Earlier this month, new data revealed the threat to the capital's retail and entertainment sector from the working from home trend and the lack of tourists.
Overall festive spending was estimated to be less than half of pre-pandemic levels despite a steady increase in footfall since September — with the hit expected to cost the West End economy more than £1.2bn.
Remote working will keep thousands of commuters out of the West End and City in the run-up to Christmas, according to a recent study from the London Chamber of Commerce and Industry, which expects the trend to continue for the foreseeable future.
Forty-four per cent of businesses expect that more than half their staff will still be regularly working remotely in 12 months’ time, according to the annual London Business 1000 study, which rises to 59 per cent for large employers.
Christmas 2021 will be the first spending season since the lockdown of last year and the first peak season since Chancellor Rishi Sunak axed the 20 per cent tax-free perk for foreign tourists visiting London, a move that rival capital city Paris has been quick to exploit with a massive marketing blitz.
Mr Tyrrell warned that cities such as Paris and Milan were threatening to “eat our proverbial Christmas lunch”, thanks to the competitive advantage they now have.
Meanwhile, data from flight bookings analysts ForwardKeys shows December bookings to the UK standing at just 51 per cent of the level seen in 2019, while planned flights between the UK and US in November are also only half the levels of two years ago.
While PwC is expecting an increased spend over Christmas, much of this will take place online as consumers look for deals and to ensure stock is available amid the supply chain crisis.
“Following an unsurprising but significant shift towards online shopping in the past year, online will be the big winner again this Christmas.” PwC said, with London” the most likely region to buy online” due to the convenience of click and collect services.
More than two thirds of Christmas spending will be online, edging closer to 83 per cent over the Black Friday period, when shoppers hunt for huge bargains on the web.
Black Friday sales are projected to grow 21.7 per cent this year, according to Finbold, increasing to £3.39bn from £2.78bn in 2020, with Britons spending £3.38m per minute over the shopping weekend with £1.82m of spent offline and £1.55m online.
Elsewhere, this year, the Brits are expected to spend a total of £3.38 million per minute during the Black Friday shopping weekend.
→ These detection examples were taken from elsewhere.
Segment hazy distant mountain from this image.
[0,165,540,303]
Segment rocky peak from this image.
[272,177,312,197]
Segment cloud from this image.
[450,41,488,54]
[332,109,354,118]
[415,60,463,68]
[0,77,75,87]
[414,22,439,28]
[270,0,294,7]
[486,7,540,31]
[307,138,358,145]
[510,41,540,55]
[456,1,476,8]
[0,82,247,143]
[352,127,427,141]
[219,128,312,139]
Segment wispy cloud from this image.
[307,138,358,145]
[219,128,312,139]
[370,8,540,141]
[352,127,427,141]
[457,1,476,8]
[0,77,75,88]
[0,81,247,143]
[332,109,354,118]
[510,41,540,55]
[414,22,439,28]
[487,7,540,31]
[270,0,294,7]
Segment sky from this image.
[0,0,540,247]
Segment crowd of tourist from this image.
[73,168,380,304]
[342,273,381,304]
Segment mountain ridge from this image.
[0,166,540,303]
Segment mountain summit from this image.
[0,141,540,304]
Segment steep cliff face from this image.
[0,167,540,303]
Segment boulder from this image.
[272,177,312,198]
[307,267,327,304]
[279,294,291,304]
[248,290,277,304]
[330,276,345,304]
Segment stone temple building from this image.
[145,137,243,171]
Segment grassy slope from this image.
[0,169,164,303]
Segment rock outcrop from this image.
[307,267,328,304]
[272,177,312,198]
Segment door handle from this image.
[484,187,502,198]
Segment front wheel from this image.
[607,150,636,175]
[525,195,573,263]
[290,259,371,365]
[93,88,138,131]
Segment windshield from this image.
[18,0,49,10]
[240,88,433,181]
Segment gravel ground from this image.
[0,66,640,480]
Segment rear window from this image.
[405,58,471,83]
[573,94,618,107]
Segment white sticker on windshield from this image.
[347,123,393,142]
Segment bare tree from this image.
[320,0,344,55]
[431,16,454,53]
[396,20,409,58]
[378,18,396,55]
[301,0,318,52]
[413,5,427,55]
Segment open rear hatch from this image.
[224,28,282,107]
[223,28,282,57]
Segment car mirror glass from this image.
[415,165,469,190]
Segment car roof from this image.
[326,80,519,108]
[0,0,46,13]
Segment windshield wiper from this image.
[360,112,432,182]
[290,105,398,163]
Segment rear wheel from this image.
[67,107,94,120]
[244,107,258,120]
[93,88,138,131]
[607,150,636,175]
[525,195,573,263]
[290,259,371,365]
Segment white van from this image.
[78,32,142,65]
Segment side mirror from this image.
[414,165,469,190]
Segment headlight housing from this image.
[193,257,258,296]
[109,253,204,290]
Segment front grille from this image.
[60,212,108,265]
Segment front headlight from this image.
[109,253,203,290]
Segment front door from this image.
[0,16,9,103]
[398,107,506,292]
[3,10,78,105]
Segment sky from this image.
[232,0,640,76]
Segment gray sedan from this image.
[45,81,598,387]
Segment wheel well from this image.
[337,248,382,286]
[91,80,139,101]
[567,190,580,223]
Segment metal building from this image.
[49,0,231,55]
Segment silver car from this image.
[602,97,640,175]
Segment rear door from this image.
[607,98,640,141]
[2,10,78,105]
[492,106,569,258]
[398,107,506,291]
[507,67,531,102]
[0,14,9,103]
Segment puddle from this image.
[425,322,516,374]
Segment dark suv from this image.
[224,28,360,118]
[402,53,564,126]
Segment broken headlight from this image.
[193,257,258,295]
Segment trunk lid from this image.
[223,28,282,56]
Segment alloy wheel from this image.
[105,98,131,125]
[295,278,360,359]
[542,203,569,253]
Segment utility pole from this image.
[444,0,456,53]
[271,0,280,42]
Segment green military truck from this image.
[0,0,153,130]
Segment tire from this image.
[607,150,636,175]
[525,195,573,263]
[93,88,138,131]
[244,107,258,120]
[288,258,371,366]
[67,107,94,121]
They are projected to spend £1.82 million per minute on offline shopping while £1.55 million goes to online platforms.
PwC said more than half of consumers will have bought most of their presents by the end of November amid concerns over stock levels, delivery times and further impacts of Covid-19.
While more than 300,000 workers are set to receive a pay rise from today, after higher rates were announced for the Real Living Wage, a voluntary rate paid by thousands of employers, this may not translate into higher spending as the country faces soaring inflation.
Almost 60 per cent of British companies are planning to raise their prices to recover rising supply-chain costs and wages, according to a thrice-yearly outlook from Accenture and IHS Markit.
The “further sharp rise in consumer prices” comes as inflation spreads more generally across the economy.
Inflation is already above the Bank of England’s 2 per cent target and on track to reach 5 per cent next year after an anticipated jump in regulated energy prices in April, piling pressure on policymakers to raise interest rates.
The report’s findings suggested that staff will demand bigger pay rises to compensate for rising costs after the poll of 12,000 businesses globally, including 1,400 in the UK, found staff and non-staff costs rising to unprecedented levels.